J. Selby’s has additional “social good” projects going on besides plant-based eating, as well. One of the first things you notice that’s different about this place—no tipping. The workers are all paid a living wage. Another piece emerges when you scan the menu—the Community Bowl. This does not have a fixed price—it’s pay what you can, between $2 and $9. It’s a meal in a bowl (they have several of those, including the extremely yummy Asian Bowl, which I tried on my first visit) based on the most affordable plant-based protein—rice and beans. And then there are the “tokens”—a brain wave of Diane, one of the staff. At the Creamery Co-op Cafe, one of the few other no-tipping establishments, if you really want to pay extra (force of habit?) you can round up your bill to the next nearest dollar and contribute it to a monthly charity. At J. Selby’s, it’s more direct.
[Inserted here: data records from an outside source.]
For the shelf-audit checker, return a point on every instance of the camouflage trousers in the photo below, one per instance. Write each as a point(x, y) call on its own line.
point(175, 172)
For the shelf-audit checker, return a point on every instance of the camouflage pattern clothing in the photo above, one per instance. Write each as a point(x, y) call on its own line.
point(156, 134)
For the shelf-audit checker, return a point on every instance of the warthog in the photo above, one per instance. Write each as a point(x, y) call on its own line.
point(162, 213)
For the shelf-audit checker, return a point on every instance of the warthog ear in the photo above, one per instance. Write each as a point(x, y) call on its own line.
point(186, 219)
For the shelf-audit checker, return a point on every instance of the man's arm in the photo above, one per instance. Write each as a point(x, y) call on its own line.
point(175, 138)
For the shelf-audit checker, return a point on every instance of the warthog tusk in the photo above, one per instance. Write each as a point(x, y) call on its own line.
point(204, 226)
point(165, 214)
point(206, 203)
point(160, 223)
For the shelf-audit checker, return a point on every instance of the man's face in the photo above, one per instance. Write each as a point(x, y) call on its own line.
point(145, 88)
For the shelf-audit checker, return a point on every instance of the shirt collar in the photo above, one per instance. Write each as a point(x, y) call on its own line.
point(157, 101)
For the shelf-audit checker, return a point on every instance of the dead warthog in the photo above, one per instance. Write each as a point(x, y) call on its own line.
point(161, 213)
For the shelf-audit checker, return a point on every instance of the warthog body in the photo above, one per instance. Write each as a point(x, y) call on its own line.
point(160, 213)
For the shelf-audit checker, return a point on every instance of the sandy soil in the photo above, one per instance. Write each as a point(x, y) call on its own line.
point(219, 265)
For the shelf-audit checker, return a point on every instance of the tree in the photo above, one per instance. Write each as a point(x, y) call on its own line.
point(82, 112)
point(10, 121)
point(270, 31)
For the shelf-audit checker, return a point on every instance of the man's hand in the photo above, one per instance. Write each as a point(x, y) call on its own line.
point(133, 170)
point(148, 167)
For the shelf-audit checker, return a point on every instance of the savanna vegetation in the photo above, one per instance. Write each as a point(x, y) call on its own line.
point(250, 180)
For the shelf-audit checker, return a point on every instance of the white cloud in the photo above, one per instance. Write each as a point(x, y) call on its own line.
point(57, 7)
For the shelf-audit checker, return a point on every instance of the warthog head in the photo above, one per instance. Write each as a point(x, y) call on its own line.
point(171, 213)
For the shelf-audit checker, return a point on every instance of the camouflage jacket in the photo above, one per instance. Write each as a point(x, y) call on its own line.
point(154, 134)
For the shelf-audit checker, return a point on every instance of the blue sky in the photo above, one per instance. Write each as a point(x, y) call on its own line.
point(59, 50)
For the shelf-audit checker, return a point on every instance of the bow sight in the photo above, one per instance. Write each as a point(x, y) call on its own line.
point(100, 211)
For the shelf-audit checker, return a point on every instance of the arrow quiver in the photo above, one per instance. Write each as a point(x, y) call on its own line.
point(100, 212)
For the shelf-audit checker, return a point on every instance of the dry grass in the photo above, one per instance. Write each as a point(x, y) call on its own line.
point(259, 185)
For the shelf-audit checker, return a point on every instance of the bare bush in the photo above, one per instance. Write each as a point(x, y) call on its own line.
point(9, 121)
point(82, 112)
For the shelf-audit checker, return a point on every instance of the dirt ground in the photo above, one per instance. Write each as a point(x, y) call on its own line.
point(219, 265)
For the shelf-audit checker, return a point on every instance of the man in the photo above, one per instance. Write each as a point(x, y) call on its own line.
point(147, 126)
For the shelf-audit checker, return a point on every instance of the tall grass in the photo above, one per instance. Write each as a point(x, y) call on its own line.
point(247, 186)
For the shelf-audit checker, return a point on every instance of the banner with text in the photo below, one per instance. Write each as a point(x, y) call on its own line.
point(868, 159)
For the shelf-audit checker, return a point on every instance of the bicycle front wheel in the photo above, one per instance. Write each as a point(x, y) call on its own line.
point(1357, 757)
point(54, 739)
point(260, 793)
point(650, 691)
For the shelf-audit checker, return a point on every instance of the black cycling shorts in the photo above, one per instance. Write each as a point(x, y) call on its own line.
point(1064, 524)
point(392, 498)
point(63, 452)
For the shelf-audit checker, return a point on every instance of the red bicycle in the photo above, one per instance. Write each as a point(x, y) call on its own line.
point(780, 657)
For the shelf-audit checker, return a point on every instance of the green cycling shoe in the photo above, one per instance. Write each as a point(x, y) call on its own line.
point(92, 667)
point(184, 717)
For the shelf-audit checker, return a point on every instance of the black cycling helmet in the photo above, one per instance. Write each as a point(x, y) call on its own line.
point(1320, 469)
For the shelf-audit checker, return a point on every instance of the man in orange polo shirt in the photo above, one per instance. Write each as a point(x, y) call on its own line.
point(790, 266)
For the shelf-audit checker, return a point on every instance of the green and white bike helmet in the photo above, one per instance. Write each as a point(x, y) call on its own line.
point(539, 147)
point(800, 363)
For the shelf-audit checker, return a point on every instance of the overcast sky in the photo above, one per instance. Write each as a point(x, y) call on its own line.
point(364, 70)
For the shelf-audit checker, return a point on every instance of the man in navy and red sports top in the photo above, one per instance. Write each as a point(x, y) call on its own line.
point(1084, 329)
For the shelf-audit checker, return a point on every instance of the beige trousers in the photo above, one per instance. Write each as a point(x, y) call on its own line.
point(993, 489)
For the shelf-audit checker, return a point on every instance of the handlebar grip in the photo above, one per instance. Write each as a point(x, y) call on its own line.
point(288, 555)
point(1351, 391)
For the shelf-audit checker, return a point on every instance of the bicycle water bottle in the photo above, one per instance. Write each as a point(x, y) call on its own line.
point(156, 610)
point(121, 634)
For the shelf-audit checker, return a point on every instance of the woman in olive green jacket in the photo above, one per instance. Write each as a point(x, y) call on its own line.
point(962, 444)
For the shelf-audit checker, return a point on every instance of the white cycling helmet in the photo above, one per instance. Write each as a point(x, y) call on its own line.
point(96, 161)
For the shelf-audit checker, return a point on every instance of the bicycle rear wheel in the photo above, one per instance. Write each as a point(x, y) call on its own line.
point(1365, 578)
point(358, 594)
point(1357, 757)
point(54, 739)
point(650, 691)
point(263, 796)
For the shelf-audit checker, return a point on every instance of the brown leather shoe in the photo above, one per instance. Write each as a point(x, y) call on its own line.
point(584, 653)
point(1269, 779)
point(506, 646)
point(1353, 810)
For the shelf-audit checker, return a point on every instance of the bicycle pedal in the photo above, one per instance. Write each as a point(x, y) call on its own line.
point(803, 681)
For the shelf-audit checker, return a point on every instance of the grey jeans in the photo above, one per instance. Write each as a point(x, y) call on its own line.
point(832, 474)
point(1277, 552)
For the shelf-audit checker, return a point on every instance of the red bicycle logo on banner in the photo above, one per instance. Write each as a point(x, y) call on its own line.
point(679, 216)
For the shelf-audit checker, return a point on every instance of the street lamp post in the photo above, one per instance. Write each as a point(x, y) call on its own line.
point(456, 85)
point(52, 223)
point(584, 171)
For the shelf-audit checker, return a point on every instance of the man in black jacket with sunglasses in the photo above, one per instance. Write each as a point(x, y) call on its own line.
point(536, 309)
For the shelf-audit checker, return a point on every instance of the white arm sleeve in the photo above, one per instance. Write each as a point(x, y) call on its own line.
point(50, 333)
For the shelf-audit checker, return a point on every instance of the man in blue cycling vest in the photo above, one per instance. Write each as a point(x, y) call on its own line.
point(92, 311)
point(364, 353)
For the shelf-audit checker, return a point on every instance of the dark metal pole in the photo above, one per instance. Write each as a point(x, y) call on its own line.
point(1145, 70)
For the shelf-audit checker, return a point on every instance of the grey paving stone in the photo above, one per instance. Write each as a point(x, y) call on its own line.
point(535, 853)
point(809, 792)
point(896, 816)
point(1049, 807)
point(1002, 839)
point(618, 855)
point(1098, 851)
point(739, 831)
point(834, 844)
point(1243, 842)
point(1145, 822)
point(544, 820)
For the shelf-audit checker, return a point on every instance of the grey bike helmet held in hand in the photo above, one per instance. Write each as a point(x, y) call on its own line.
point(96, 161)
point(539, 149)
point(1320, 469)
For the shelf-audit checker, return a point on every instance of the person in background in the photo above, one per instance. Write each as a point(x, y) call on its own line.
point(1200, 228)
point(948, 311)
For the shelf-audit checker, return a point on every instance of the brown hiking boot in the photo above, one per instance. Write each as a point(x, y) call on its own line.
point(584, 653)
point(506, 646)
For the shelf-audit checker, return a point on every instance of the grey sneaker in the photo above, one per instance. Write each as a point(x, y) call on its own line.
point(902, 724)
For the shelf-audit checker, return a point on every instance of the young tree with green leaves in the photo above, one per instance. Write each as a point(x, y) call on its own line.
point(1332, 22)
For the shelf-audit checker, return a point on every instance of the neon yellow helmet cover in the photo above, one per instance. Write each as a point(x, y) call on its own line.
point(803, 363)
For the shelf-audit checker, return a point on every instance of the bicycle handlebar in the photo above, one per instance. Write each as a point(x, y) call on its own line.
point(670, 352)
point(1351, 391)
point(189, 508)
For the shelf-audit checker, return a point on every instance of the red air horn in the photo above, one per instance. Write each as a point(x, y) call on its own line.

For an additional $5, you buy a “token” that can be redeemed for a Community Bowl, and then either “pay it forward” (where J. Selby’s passes it on for you) or give it as a gift or whatever. Also the restaurant sources as much as possible from local growers, including urban farms Shared Grounds and Spin City, and also as much as practical uses organic ingredients, and controls waste, using recyclables and compostables. And I couldn’t help but notice—that wonderful tart lemonade? No straw! Yes!

Plant-based eating is a social good in more ways than one. Experts cite at least three compelling reasons to avoid eating animal-based foods: moral, environmental and health-related. Matt, who was a surgeon for many years before a health issue forced him to change careers (you can read all about this on the J. Selby blog), initially came to plant-based eating for the sake of his own health. He relates how the first wake-up call was when he was running a half-marathon, and struggling a bit, and was passed by a runner in a T-shirt that said “Powered by Plants.” Soon after this, he saw the film “Forks Over Knives” in which he discovered that his medical training had left out a lot of stuff about diet, which led him to take some professional training in plant-based nutrition. As far as the other two banners, I suspect the groundwork was already laid in his outlook on life to take them up as well—the moral case for not slaughtering millions of animals per day after forcing them to live in the cruelest of conditions, and the environmental case that says animal agriculture as a sector contributes more greenhouse gas to the environment than transportation as a sector. I knew we were on the same page when I asked him about the no-tipping policy. He went into a speech about how we Americans are “suckers for hidden costs.” He mentioned how gasoline in this country is grossly underpriced. Hey, that’s usually my line. No wonder I feel like this restaurant “gets me.”

J. Selby’s is a great addition to the Selby Avenue scene, and there is some synergy going on with the neighbors. Golden Thyme Coffeehouse and owner Mychael Wright are among J. Selby’s friends and allies in what they want the neighborhood to be. Golden Thyme is a main force behind the Selby Avenue Jazz Fest, which caused an even more enormous overflow of customers for J. Selby’s this year. J. Selby’s shares a building and some suppliers with Tori Ramen, and Matt confides that they (Tori Ramen) have chosen to increase their vegan options due to the pressure of the huge success next door. It’s a good kind of stress, and a good set of problems, to have.